Old sixties office block, Draper Gardens, in the City of London is set for the demolition ball. The lower part of the tower is now shrouded in scaffolding and the tower crane to demolish the building has been erected next to it.
Drapers Gardens is a prime redevelopment spot in the City as well as one that when gone should reduce the intrusion on St Paul's Cathedral when viewed from Waterloo Bridge.
A stepped structural expressionist mid-rise designed by Foggo Associates, 74 metres tall, has been approved by the City of London and will be replacing the current building dividing opinions on what to do with the architectural heritage Britain has from the sixties and seventies. The new scheme is being developed by the Royal Bank of Scotland who purchased Drapers Gardens a number of years ago with the intention of turning it into a modern office complex.
On one hand people argue that these buildings, even if not beautiful should be preserved if they are a good example of the era as Drapers Garden is considered. With its curving glass facades and crescent ends not to mention the cantilever that supports the building and opens up the base area to the public, it is certainly one of the more elegant tall buildings of the era.
It was designed by Richard Seifert of Natwest Tower fame, and is considered one of the best of his buildings so preservation could also be argued from the perspective of the fame and importance of the architect.
On the other-hand some argue these buildings are ugly and poorly designed but most of all, unsuitable even for renovation into modern offices, the sort of thing that the City of London needs and that the new design with glass atriums and roof gardens responds more sensitively to needs.

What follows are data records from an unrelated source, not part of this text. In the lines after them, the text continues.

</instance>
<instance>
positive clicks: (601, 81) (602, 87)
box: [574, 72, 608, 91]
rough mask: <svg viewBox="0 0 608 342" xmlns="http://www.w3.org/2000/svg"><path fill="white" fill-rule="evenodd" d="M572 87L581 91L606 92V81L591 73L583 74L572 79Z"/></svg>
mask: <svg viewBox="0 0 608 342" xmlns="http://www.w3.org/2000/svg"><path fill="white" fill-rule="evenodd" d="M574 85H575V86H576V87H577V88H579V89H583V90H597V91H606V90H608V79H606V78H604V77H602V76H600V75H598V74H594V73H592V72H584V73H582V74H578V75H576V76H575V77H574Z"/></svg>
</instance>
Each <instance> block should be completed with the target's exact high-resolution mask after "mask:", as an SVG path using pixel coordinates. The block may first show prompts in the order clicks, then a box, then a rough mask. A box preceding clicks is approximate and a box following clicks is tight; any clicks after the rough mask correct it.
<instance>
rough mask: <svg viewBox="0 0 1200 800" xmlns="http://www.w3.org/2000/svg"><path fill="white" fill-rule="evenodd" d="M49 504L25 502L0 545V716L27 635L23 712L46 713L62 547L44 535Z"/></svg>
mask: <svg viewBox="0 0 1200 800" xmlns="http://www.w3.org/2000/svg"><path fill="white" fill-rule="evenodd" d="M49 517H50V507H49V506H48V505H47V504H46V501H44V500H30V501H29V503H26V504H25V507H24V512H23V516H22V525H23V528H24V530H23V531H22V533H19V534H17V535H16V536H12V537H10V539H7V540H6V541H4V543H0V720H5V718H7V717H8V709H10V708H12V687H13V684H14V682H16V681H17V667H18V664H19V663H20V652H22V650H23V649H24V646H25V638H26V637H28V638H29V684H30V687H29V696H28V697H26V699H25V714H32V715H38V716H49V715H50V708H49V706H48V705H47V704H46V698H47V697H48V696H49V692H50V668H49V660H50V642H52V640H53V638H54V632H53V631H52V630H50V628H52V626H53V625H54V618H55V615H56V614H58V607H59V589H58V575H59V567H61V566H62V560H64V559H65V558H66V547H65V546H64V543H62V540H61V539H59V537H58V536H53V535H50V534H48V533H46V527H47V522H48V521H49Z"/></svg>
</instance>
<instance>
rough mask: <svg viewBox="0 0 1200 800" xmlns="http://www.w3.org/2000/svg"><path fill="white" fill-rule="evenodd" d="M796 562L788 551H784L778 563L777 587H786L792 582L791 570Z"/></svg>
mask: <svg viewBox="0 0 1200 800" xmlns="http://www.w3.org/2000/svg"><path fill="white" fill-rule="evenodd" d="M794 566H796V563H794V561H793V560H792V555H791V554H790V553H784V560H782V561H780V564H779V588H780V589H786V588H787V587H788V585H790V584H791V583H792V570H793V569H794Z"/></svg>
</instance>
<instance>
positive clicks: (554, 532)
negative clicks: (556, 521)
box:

The danger of this argument is we've heard if before many times and thirty or forty years later come to regret it. Victorian gothic buildings were considered ten-a-penny and stood in the way of post war development, as a result they were often bulldozed en masse. Victims included Birmingham's fine library and Glasgow's Christian Institute, not to mention the Imperial Institute in Albertopolis and Euston Arch. More modern structures demolished thanks to the same mindset include the Dome of Discovery and Skylon.
It can be hard for the immediate generation after to appreciate architecture of the previous one on the basis of its historical importance but the problem, as always Chairman Mao was right, it's too soon to tell whether Drapers Garden falls into this category of architectural value. Only time will tell, and by then it will be too late.
What is clear is we value the immediate past in the never-ending drive for modernisation just as little as generations before us. If you want to appreciate in person for a final time it we suggest you get down there as soon as possible, in a few months it will just be a shell.
NOTE - We've had plenty of emails telling us we've forgotten to mention this is the tallest building ever demolished in the U.K. Silly us for missing that obvious thing.